ゲームソフトの目的と役割

広い意味で「ゲーム」というと「勝敗を争う遊びや試合」のことを指し、普通は「勝ち」と「負け」に分かれます。しかし、人間対コンピュータ(CPU)の勝負となる「ゲームソフト」は主従関係が存在するため、人間側に達成感や充実感を感じさせる必要があります。目的を考えれば接待麻雀や接待ゴルフと一緒で、相手(人間)に勝たせてナンボなのです。

ここで重要なのが、単純に人間側を勝利させるだけではなく、達成感も与える必要がある点です。適切な難易度でギリギリ勝つ喜びを与える「バランス型」、収集を目的とした「コンプリート型」・「レア型」、場の存在や協力で充実感を間接提供する「フィールド型」、正しい答えが存在しない選択による「意思決定型」・・・などなど。

達成目的をストレートに表現しないことで、「接待遊戯」の性質を覆い隠していますが、商品として提供される以上は避けられない問題です。「ゲームソフト」の役割は、負けを前提とした対戦者から中立な審判へと変わりつつある中でも、ユーザが何を期待してゲームソフトを購入するかを考えれば同じ事です。
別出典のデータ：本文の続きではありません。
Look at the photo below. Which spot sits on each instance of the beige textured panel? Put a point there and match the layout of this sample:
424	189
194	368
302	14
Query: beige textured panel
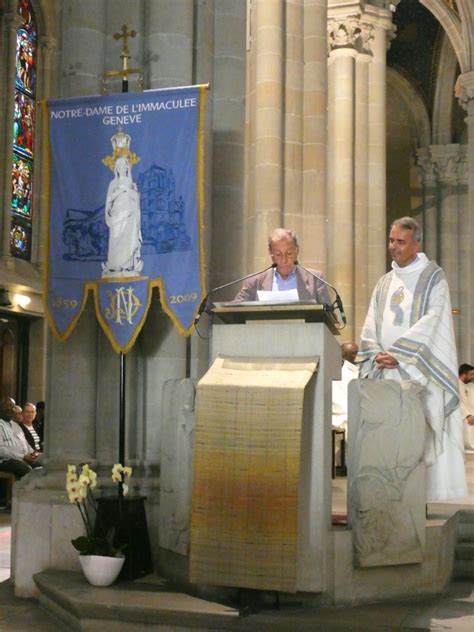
246	473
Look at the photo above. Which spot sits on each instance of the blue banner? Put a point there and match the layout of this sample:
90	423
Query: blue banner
126	203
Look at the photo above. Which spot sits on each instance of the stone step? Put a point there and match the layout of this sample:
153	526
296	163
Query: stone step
465	517
126	606
148	605
465	526
464	551
463	569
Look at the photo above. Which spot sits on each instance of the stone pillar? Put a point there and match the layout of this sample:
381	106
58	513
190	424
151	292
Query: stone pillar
465	94
83	47
430	214
381	21
314	233
170	43
464	256
445	159
361	193
47	56
341	176
266	103
293	119
286	128
228	151
348	161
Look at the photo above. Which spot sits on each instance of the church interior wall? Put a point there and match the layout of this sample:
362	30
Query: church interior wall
180	43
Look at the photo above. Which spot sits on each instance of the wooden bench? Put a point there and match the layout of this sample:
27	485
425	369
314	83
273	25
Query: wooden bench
6	497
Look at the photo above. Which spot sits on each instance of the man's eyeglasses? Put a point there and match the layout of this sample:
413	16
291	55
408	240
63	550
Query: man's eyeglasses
288	254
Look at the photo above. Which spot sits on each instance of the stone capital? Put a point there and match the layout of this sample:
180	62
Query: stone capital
464	88
349	31
423	160
463	167
446	159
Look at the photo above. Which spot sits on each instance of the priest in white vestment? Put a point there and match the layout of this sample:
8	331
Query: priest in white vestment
408	335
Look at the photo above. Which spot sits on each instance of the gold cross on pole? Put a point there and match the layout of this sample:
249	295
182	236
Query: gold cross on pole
125	35
125	56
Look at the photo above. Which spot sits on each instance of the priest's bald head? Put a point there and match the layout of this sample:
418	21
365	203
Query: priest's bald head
404	241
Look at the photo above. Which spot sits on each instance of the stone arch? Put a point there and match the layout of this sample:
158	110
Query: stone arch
415	104
453	28
408	128
444	94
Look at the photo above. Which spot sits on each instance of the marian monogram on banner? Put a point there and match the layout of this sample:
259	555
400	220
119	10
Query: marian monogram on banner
123	305
122	223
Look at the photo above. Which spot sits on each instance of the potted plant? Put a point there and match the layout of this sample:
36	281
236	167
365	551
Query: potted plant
100	557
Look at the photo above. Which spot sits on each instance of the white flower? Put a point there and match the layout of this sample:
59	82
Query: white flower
117	470
74	491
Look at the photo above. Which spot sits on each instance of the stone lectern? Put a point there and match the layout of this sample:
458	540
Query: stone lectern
262	449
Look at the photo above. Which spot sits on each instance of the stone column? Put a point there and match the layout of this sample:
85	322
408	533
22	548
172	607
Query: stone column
362	291
465	95
381	21
83	47
228	151
314	234
348	147
464	255
266	110
341	176
170	43
430	213
293	120
445	159
47	55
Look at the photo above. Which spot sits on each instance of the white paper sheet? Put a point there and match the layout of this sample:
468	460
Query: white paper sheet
284	295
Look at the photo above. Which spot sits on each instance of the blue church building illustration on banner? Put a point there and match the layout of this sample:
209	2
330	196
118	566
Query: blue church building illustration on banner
85	233
125	222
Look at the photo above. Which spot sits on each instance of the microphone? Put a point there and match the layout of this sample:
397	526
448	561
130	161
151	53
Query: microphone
203	305
338	300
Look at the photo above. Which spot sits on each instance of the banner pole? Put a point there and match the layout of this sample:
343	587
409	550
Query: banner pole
123	372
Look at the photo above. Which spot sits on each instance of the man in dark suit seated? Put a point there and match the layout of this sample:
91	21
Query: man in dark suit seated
29	428
286	273
16	456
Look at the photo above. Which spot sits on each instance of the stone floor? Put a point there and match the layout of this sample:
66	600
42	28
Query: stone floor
454	610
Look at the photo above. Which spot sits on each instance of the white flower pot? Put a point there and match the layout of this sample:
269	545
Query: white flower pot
101	570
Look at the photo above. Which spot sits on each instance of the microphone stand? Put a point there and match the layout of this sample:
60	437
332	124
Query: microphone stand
203	306
338	302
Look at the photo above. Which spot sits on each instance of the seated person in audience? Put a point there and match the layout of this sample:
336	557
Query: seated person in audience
39	420
16	456
28	426
466	393
286	274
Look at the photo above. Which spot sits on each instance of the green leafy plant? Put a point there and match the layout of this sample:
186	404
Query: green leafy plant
79	487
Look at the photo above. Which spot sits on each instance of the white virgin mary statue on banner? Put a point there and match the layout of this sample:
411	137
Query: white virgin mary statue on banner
122	214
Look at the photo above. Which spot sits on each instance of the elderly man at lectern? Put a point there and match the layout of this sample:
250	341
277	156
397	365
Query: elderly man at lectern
285	275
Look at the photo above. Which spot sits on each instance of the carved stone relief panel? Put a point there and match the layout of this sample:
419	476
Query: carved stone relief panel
386	473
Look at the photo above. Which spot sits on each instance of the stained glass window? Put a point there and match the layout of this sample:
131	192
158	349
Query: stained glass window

心理的な作用を「勝利=達成感・充実感」とした極端な表現で説明すると否定されがちですが、否定する人ほど「ゲームソフト」に一方的な役割を求める傾向が強いと感じています。ゲーム業界の縮小傾向、ユーザ年齢の上昇、視覚的・映画的傾向といった月並みの指摘はありますが、ユーザの表面と内面にある温度バランスを保つことがゲームソフトの役割になるでしょう。また、そうなることを期待しています。